Friday, November 27, 2015

Smoky Kale Dip

My boyfriend thinks kale is gross. However, he not only tolerates it but clamors for it once a year, on Thanksgiving. This is when I make my signature kale dip, piquant with lemon, mustard, and garlic and smoky with pimentón, an underused culinary star that transforms everything it touches into an umami taste sensation. Studded with crunchy and colorful bell peppers and topped with fresh tomato and scallions, this dip quells hunger as the house fills with the smell of roasting entrees. Even though it's mostly healthy and filled with roughage, it somehow tastes like bacon. 

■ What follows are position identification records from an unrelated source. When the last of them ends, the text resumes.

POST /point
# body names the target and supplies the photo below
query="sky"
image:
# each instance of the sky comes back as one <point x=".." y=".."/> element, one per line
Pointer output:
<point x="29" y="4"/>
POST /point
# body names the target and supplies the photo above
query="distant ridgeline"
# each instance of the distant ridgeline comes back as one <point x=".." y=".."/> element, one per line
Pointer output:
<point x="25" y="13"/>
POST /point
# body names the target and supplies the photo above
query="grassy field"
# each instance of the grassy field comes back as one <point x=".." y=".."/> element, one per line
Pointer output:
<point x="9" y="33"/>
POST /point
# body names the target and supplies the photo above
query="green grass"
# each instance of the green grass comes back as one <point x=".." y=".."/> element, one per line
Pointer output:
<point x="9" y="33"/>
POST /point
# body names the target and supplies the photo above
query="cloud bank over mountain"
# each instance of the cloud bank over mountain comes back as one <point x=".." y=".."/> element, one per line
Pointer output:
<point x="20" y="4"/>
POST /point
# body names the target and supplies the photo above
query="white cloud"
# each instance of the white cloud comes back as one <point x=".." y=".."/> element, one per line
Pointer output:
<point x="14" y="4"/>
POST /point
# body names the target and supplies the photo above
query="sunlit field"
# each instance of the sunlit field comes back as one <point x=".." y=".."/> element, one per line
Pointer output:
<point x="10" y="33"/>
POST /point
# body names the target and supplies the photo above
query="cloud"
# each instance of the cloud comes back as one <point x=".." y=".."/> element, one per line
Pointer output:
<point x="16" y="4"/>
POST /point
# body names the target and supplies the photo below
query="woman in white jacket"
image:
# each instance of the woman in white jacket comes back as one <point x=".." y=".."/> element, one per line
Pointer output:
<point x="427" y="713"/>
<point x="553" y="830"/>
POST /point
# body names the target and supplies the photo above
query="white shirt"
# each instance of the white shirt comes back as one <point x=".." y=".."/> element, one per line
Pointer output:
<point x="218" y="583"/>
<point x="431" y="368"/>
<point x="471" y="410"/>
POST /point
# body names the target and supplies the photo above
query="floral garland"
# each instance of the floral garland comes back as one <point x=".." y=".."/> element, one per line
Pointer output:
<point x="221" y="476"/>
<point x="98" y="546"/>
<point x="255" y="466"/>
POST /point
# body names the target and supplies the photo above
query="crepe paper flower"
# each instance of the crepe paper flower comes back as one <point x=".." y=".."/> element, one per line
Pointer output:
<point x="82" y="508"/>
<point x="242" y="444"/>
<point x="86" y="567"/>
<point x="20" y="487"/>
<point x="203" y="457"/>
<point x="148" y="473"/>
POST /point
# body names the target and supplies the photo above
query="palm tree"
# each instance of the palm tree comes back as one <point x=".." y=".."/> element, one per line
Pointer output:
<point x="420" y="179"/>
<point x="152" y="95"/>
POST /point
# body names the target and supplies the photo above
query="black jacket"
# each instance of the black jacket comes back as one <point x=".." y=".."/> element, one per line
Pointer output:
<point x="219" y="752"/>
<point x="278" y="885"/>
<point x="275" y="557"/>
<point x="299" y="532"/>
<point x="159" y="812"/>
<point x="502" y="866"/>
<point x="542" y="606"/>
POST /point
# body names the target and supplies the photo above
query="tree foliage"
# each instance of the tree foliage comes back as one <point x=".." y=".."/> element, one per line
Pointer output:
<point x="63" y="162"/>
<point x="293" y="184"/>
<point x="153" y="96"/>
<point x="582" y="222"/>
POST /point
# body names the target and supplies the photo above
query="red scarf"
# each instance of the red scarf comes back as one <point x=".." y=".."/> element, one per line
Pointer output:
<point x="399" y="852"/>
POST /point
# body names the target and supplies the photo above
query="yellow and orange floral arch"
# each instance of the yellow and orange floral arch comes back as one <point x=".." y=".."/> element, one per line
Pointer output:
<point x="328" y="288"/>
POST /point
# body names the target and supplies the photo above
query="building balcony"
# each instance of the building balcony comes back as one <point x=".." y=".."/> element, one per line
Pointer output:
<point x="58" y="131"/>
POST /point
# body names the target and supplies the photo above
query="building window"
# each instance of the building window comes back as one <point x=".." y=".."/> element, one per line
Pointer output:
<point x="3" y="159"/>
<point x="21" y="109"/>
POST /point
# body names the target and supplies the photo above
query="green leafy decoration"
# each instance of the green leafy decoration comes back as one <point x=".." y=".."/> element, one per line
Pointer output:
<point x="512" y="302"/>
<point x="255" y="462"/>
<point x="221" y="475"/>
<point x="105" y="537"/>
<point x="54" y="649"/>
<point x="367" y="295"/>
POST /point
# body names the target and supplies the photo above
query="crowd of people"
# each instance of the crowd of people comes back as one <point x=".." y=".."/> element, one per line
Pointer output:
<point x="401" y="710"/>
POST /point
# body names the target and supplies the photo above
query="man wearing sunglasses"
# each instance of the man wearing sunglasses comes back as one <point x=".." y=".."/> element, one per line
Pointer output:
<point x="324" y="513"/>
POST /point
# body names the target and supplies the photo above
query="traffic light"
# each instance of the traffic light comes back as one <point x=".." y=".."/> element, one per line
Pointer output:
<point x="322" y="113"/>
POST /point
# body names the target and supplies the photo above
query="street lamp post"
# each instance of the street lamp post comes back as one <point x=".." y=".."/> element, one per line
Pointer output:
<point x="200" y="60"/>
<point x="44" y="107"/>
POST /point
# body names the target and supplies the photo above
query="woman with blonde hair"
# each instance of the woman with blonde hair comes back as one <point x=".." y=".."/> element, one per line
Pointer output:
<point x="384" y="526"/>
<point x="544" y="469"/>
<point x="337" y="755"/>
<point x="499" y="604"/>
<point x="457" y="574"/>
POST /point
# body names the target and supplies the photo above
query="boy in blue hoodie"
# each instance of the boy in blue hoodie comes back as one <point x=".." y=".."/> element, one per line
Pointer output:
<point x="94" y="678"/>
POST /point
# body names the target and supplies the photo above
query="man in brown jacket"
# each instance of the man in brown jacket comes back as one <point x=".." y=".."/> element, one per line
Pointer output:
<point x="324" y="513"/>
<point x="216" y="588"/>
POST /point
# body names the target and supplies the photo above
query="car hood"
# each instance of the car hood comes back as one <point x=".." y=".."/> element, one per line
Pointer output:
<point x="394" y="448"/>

serves 6-8 as an appetizer


1 17-oz container plain Greek yogurt (I use 0%)
1 6.5-oz bottle artichoke paste (I use this brand, which you may be able to find in the Italian section of your grocery store)
2 cloves garlic, crushed
dash Dijon mustard
1 package Knorr vegetable soup mix (dry ingredients)
1 can water chestnuts, drained and chopped
7 or 8 mini sweet bell peppers, assorted colors, chopped
salt and pepper to taste
pimentón (smoked paprika) to taste
2 cups kale, finely chopped (about half a head, unless you have a kale Medusa)
juice of one lemon

4 roma tomatoes, chopped
4 scallions, sliced

toasted bread rounds (I slice an assortment of rolls [whole grain, rosemary, olive], brush with olive oil, top with za'atar, paprika, garlic powder, or other spices, and broil like garlic bread)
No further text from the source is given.